I was thinking about that when I read the article too. How you've obviously done a lot of testing, but that the run-time's allocator algorithm is going to have an effect on this, and how allocating N floats in a loop will have different performance than if the floats were allocated over time (with other allocations mixed in) or if the objects were larger. Especially if the comparison function requires accessing object members from other memory locations... The magic value 3 might have a lot to do with the number of objects that fit in the cache or a page.

Anyway, it's an interesting article and an interesting library.

osmala · on Nov 15, 2013

The prefetch will always take same amount of data no matter what the size of python object in question is. That leads two results. 1) You can miss if your cacheline size is less than python object size. 2) You miss if your python object is not alligned at the cacheline and comparison is with the part that is in the next cacheline side.

If these two condition apply then there is limit of 2 on speed up and increasing python object size reduces the effect of prefetch which still helps.
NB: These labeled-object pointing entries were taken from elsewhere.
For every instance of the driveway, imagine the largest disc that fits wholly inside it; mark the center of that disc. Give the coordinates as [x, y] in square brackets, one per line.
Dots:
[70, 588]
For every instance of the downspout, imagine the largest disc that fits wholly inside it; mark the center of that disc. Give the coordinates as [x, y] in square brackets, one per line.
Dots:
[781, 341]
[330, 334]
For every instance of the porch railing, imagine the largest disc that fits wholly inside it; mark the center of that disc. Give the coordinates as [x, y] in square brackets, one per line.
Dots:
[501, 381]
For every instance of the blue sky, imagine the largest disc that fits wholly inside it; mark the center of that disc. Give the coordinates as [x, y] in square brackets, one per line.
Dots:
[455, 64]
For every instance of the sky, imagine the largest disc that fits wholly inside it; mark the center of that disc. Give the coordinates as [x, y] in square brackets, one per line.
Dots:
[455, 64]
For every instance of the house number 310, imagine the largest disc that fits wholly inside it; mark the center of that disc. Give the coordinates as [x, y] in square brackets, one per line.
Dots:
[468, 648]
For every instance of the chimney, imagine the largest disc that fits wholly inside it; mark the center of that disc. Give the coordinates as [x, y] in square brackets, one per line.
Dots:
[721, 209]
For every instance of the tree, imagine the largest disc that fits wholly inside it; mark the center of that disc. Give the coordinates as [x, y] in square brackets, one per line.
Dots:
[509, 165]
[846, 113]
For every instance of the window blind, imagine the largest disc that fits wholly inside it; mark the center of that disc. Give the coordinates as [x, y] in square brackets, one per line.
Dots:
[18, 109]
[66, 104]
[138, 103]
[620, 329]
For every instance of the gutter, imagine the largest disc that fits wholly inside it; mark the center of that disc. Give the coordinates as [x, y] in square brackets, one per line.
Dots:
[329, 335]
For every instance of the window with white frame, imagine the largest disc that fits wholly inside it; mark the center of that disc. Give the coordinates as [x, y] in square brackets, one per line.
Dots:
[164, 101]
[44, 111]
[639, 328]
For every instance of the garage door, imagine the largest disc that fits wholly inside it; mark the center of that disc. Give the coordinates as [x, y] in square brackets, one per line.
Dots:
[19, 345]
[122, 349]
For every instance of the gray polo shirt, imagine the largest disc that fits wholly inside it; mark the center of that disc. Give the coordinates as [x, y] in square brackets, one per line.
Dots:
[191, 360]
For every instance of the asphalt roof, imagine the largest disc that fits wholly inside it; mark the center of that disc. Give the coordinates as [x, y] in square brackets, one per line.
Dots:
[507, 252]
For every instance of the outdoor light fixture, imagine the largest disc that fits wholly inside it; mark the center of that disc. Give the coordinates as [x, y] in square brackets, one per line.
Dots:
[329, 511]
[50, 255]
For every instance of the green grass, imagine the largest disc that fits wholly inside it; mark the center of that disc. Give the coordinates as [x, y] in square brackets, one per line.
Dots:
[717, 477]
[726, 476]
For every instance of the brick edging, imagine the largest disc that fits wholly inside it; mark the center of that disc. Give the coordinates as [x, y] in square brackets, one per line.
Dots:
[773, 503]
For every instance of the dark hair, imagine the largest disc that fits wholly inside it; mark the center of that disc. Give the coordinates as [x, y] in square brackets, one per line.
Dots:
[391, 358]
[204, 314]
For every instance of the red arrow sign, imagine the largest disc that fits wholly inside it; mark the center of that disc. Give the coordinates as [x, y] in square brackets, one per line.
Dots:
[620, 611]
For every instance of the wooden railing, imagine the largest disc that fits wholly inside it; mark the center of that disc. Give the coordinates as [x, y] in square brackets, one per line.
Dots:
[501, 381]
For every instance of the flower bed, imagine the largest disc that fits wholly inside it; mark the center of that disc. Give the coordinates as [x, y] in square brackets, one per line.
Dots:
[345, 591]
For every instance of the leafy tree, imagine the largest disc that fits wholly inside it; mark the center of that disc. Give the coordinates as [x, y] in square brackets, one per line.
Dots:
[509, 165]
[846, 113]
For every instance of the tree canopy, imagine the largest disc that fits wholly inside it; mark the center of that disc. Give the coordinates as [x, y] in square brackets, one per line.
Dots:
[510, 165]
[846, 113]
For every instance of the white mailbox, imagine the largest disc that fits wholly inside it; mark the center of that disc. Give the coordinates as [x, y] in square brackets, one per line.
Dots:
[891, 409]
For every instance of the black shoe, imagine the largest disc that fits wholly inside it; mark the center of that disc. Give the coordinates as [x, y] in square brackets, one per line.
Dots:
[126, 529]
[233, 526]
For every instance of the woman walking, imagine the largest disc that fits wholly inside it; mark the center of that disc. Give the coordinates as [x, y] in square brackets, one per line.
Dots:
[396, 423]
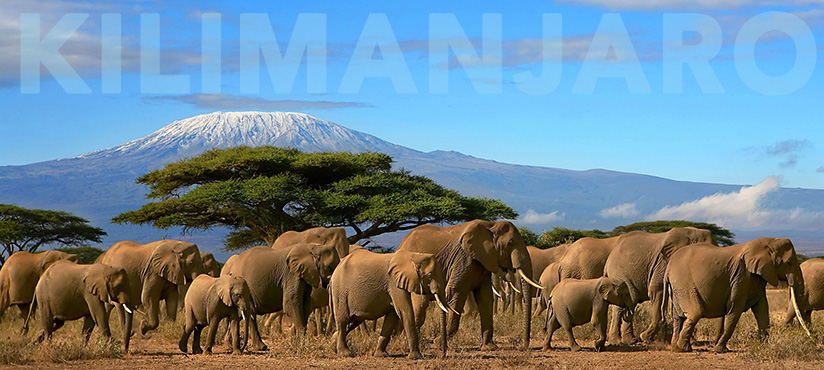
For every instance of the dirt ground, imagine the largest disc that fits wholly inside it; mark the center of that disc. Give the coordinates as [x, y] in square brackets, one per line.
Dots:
[159, 351]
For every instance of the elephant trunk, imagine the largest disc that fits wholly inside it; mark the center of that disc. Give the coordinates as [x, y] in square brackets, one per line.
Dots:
[127, 331]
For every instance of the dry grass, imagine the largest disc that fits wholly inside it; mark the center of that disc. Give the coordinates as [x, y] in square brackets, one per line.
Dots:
[785, 345]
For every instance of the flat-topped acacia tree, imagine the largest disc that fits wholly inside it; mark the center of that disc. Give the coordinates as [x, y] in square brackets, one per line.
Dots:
[261, 192]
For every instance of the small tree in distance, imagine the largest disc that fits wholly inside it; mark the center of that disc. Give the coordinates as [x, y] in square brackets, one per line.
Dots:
[23, 229]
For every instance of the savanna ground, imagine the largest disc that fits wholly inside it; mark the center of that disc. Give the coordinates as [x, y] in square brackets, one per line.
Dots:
[787, 348]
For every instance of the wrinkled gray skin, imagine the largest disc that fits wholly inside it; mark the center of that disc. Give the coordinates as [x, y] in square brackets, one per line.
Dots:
[68, 291]
[283, 279]
[210, 300]
[710, 281]
[470, 252]
[19, 276]
[577, 302]
[368, 286]
[813, 297]
[640, 259]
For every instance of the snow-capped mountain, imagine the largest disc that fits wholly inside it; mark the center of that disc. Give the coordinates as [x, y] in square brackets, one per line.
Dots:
[100, 185]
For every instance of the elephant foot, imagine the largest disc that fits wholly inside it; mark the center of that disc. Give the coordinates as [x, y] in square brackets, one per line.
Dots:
[491, 346]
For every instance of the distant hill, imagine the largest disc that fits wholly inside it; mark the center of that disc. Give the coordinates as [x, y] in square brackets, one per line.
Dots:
[100, 184]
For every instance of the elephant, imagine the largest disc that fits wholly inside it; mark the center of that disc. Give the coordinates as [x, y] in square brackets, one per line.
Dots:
[640, 259]
[541, 258]
[332, 236]
[368, 286]
[211, 299]
[705, 280]
[155, 270]
[577, 302]
[469, 253]
[283, 279]
[19, 276]
[210, 265]
[813, 299]
[68, 291]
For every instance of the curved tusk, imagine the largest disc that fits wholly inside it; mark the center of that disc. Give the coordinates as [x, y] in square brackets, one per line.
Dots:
[496, 292]
[798, 312]
[440, 304]
[514, 288]
[528, 280]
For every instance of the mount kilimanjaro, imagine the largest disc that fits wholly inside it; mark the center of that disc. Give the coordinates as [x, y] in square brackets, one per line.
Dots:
[100, 185]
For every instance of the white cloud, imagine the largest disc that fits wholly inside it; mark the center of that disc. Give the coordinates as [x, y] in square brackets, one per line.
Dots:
[532, 217]
[743, 210]
[624, 210]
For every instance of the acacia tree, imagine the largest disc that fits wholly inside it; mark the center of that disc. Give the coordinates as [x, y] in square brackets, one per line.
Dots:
[720, 235]
[261, 192]
[23, 229]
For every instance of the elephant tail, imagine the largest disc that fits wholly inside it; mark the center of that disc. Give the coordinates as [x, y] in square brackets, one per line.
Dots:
[32, 308]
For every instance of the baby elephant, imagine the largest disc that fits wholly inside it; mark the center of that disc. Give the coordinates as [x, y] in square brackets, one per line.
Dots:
[68, 291]
[576, 302]
[208, 301]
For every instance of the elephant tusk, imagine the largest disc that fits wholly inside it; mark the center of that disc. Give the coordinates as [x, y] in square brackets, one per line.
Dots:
[440, 304]
[528, 280]
[496, 292]
[514, 288]
[798, 312]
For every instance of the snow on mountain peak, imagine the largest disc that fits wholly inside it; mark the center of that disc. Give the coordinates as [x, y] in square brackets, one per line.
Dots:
[191, 136]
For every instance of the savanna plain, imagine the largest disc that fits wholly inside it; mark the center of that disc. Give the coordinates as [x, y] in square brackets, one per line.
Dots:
[786, 348]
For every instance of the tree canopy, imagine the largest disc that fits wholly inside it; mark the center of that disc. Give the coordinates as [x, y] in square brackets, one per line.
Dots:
[720, 235]
[23, 229]
[261, 192]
Another about prefetch distance I'd pick 5 based on his testing data. 1) It has no downside on current tests. 2) Due to prefetch constant size any prefetch that hurts because you pick distance of 5 instead of 3 is unlikely to have any meaningfull effect at any prefetch distance. 3) It allows some improvement in comparison speed. Like if there where JIT on python side to specialize the test. 4) It allows a nice factor of improvement on CORE execution speed relative to memory latency. 5) It allows you to handle situations of page misses better.

bmm6o · on Nov 21, 2013

The prefetch may take the same amount of time, but the number of objects that it pulls into cache depends on their size and allocation pattern. If they are large or were allocated over time (= from different memory blocks) fewer will be pulled in. It seems to me that this would make prefetch less effective. That is, if the thing you are trying to prefetch was pulled in because it was close enough to the last one, prefetch is a no-op.